Portal municipal de Sopela - El Ayuntamiento de Sopela crea un grupo de trabajo con vecinos de Sugurdialde para dar respuesta a sus demandas

El Ayuntamiento de Sopela crea un grupo de trabajo con vecinos de Sugurdialde para dar respuesta a sus demandas

 

Con motivo del arranque de las obras para la instalación de pantallas acústicas en la calle Sugurdialde y respondiendo a la demandas de los vecinos y vecinas de la zona, el Ayuntamiento de Sopela ha creado un grupo de trabajo compuesto por representantes del vecindario, técnicos del Ayuntamiento y del Consorcio de Transportes de Bizkaia y representantes del equipo de Gobierno para analizar el desarrollo de los trabajos, estudiar las cuestiones susceptibles de mejora y recibir así mismo la opinión y aportaciones de los propios vecinos y vecinas.

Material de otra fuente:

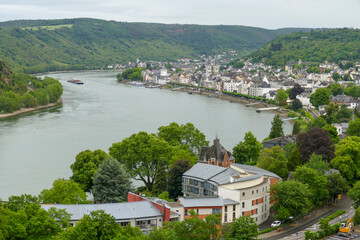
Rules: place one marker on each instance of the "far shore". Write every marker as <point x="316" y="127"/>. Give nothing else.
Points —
<point x="26" y="110"/>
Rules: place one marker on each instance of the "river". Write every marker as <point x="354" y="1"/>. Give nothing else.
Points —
<point x="38" y="147"/>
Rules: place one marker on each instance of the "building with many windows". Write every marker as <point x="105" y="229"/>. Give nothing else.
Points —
<point x="247" y="188"/>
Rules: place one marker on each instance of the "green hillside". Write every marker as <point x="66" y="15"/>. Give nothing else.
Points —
<point x="314" y="46"/>
<point x="47" y="45"/>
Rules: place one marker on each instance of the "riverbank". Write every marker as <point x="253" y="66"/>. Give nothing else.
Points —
<point x="26" y="110"/>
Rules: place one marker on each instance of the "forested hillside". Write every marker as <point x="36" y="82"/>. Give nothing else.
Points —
<point x="20" y="90"/>
<point x="46" y="45"/>
<point x="314" y="46"/>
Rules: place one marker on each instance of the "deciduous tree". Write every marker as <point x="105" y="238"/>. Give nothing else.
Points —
<point x="248" y="150"/>
<point x="111" y="182"/>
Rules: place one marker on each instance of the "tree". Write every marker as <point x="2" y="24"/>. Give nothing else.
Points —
<point x="317" y="183"/>
<point x="337" y="184"/>
<point x="347" y="158"/>
<point x="291" y="195"/>
<point x="315" y="140"/>
<point x="336" y="89"/>
<point x="63" y="192"/>
<point x="357" y="216"/>
<point x="96" y="225"/>
<point x="331" y="112"/>
<point x="248" y="150"/>
<point x="141" y="154"/>
<point x="276" y="127"/>
<point x="296" y="128"/>
<point x="242" y="228"/>
<point x="273" y="159"/>
<point x="85" y="166"/>
<point x="111" y="182"/>
<point x="295" y="90"/>
<point x="187" y="134"/>
<point x="296" y="104"/>
<point x="175" y="177"/>
<point x="354" y="194"/>
<point x="294" y="160"/>
<point x="320" y="97"/>
<point x="315" y="162"/>
<point x="354" y="128"/>
<point x="281" y="97"/>
<point x="336" y="77"/>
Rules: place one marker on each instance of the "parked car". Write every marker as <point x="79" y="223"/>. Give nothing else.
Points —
<point x="276" y="224"/>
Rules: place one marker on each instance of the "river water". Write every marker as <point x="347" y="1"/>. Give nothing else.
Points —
<point x="38" y="147"/>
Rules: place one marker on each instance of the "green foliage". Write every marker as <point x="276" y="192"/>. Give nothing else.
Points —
<point x="347" y="158"/>
<point x="85" y="166"/>
<point x="92" y="43"/>
<point x="296" y="128"/>
<point x="184" y="134"/>
<point x="63" y="192"/>
<point x="273" y="159"/>
<point x="175" y="177"/>
<point x="141" y="154"/>
<point x="336" y="88"/>
<point x="354" y="194"/>
<point x="337" y="184"/>
<point x="294" y="160"/>
<point x="315" y="140"/>
<point x="276" y="127"/>
<point x="314" y="46"/>
<point x="111" y="182"/>
<point x="357" y="216"/>
<point x="248" y="150"/>
<point x="320" y="97"/>
<point x="317" y="183"/>
<point x="293" y="196"/>
<point x="133" y="74"/>
<point x="96" y="225"/>
<point x="315" y="162"/>
<point x="354" y="128"/>
<point x="281" y="97"/>
<point x="242" y="228"/>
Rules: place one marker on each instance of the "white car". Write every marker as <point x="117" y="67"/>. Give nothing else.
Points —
<point x="276" y="224"/>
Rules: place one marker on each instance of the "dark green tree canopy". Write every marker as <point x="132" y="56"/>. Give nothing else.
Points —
<point x="111" y="182"/>
<point x="141" y="154"/>
<point x="315" y="140"/>
<point x="85" y="166"/>
<point x="248" y="150"/>
<point x="276" y="127"/>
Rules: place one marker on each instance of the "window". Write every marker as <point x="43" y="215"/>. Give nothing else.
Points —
<point x="216" y="210"/>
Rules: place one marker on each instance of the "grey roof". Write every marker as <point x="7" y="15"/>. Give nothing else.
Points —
<point x="202" y="201"/>
<point x="129" y="210"/>
<point x="256" y="170"/>
<point x="228" y="201"/>
<point x="204" y="171"/>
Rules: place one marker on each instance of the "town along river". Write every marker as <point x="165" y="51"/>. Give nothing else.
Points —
<point x="38" y="147"/>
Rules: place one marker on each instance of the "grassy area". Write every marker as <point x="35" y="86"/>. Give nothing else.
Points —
<point x="50" y="28"/>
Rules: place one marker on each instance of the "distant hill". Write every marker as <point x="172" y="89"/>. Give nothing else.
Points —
<point x="48" y="45"/>
<point x="314" y="46"/>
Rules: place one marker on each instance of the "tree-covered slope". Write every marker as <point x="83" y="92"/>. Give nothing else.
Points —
<point x="47" y="45"/>
<point x="314" y="46"/>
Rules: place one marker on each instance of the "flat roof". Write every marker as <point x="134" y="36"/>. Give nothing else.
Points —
<point x="128" y="210"/>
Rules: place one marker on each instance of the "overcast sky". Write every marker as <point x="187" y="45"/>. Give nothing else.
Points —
<point x="257" y="13"/>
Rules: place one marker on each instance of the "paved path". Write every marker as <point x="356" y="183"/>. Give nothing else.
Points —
<point x="311" y="224"/>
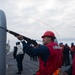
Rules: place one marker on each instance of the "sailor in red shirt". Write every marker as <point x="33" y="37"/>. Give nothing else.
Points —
<point x="50" y="54"/>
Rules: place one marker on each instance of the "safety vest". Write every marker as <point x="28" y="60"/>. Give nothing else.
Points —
<point x="54" y="60"/>
<point x="73" y="66"/>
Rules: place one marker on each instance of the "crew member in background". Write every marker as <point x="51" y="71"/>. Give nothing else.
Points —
<point x="18" y="55"/>
<point x="71" y="70"/>
<point x="50" y="54"/>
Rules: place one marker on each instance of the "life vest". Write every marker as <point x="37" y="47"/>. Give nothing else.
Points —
<point x="54" y="60"/>
<point x="73" y="66"/>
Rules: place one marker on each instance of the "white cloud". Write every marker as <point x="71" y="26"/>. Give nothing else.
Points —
<point x="33" y="17"/>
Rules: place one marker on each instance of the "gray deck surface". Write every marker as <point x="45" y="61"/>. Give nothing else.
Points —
<point x="29" y="66"/>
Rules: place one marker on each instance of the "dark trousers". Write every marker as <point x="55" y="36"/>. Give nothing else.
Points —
<point x="19" y="59"/>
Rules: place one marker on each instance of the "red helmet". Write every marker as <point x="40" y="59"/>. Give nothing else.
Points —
<point x="48" y="33"/>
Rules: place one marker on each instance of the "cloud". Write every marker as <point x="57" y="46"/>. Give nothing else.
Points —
<point x="33" y="17"/>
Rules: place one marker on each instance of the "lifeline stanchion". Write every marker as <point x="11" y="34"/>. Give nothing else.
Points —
<point x="2" y="43"/>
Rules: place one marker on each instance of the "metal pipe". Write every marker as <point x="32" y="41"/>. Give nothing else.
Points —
<point x="2" y="43"/>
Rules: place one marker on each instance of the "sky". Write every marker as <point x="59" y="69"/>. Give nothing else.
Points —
<point x="32" y="18"/>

Desde hace varias semanas, el consistorio sopeloztarra ha venido recogiendo las dudas y las inquietudes que esta actuación ha generado entre el vecindario de la zona. El alcalde, Josu Landaluze, se comprometió a trasladar todas y cada una de las preocupaciones surgidas a CTB, entidad competente de los trabajos, y a crear una dinámica de reuniones con el objetivo de que las personas afectadas puedan conocer de primera mano todos los detalles de la obra y trabajar conjuntamente para consensuar las posibles mejoras o soluciones que puedan adoptarse.

La primera reunión se celebró ayer miércoles, 3 de febrero, en el salón de plenos del Ayuntamiento, en el cual estuvieron presentes el propio alcalde, Josu Landaluze, dos técnicos del Ayuntamiento, otros dos técnicos de CTB y tres vecinos en representación de las comunidades afectadas. 

Los vecinos y vecinas mostraron su preocupación por la altura de las cerca de 50 pantallas que protegerán acústicamente a los bloques de viviendas próximos a las vías del metro. Unas pantallas que se instalarán en un tramo de 182 metros en la curva paralela a la calle Sugurdialde.

Por su parte, los técnicos del consistorio y CTB, informaron sobre las actuaciones que están previstas llevarse a cabo y el porqué de la obra, que en gran medida responde a un mandato normativo europeo de obligado cumplimiento. Tanto el Ayuntamiento como el Consorcio, adquirieron el compromiso de continuar buscando soluciones más acordes a los deseos de los vecinos y vecinas.  En próximas reuniones de seguimiento, se estudiarán diferentes alternativas para minimizar el impacto estético de las pantallas para que visualmente, no sean tan agresivas.